[tarantool-patches] [PATCH v2 2/2] buffer: replace all ffi.new(type[1]) with cached union

Sun May 19 01:15:09 MSK 2019

Lua, which suffers from lack of ability to pass values by
pointers into FFI functions, nor has an address operator '&' to
take an address of integer or char or anything. Because of that
a user need to either use ffi.new(type[1]) or use static buffer,
bur for such small allocations they are both too expensive and
aggravate GC problem.

Now buffer module provides preallocated basic types to use in FFI
functions.
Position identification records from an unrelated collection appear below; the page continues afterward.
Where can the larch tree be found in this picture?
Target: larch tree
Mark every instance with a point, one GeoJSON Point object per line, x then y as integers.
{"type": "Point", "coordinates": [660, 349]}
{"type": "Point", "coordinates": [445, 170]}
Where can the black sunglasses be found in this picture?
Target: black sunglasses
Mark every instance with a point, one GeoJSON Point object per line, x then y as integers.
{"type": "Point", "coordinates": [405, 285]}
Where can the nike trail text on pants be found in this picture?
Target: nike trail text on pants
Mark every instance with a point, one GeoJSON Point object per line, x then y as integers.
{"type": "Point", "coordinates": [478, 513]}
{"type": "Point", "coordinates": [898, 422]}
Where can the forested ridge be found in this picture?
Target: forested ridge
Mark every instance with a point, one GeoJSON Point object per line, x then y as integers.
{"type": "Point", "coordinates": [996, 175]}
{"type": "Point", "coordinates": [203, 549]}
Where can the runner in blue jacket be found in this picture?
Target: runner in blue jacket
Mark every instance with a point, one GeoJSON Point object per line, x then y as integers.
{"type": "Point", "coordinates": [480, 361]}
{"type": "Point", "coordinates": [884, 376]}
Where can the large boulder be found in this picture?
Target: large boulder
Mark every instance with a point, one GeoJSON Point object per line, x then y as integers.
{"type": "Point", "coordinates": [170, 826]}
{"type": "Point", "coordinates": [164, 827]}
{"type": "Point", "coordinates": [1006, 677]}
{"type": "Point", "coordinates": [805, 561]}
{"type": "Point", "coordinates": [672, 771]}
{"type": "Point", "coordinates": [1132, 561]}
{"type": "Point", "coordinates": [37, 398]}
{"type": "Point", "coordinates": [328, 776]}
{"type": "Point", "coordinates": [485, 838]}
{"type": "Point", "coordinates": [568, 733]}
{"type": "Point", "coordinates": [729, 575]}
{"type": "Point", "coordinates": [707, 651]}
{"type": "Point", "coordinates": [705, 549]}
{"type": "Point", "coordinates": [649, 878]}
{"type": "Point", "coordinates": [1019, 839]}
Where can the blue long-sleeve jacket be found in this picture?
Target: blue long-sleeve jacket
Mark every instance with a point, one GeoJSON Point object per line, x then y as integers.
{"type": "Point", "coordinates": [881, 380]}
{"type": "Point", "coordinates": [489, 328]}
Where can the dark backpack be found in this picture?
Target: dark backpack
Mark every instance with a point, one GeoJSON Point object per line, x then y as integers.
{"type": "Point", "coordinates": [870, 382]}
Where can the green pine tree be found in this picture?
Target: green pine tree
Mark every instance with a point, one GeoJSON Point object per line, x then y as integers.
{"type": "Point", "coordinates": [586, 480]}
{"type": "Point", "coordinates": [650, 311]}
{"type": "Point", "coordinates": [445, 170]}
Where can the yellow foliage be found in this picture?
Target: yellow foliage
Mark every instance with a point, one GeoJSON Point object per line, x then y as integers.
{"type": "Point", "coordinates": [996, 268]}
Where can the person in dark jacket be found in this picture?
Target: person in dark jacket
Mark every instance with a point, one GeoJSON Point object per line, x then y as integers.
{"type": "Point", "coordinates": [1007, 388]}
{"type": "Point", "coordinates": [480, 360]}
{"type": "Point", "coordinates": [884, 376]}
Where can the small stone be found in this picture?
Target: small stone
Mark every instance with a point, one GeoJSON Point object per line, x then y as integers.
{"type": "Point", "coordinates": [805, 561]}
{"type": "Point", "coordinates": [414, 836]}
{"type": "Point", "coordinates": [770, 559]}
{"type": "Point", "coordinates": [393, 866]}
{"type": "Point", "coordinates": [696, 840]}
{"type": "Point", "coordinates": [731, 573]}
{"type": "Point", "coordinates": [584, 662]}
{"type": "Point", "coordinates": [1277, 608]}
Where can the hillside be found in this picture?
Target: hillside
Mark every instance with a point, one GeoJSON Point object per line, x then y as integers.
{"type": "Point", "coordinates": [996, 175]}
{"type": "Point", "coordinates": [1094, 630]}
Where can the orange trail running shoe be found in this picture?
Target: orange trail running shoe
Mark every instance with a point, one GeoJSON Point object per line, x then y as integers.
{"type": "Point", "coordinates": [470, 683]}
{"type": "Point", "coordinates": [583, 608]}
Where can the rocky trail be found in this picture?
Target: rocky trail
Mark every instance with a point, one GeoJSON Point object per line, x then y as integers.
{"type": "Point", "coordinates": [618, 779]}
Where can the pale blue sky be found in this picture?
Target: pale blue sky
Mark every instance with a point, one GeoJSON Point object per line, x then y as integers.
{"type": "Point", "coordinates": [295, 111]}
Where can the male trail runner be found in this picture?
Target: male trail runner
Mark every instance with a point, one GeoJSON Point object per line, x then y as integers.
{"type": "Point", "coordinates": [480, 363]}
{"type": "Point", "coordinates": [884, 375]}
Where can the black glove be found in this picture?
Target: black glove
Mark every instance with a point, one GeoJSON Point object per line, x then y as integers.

The commit is motivated by one another place where
ffi.new('int[1]') appeared, in SWIM module, to obtain payload
size as an out parameter of a C function.
---
 src/lua/buffer.lua       | 38 ++++++++++++++++++++++++++++++
 src/lua/crypto.lua       | 22 ++++++++----------
 src/lua/msgpackffi.lua   | 50 ++++++++++++++++------------------------
 src/lua/socket.lua       | 25 ++++++++++++--------
 src/lua/string.lua       |  4 ++--
 test/app/buffer.result   | 27 ++++++++++++++++++++++
 test/app/buffer.test.lua | 11 +++++++++
 7 files changed, 123 insertions(+), 54 deletions(-)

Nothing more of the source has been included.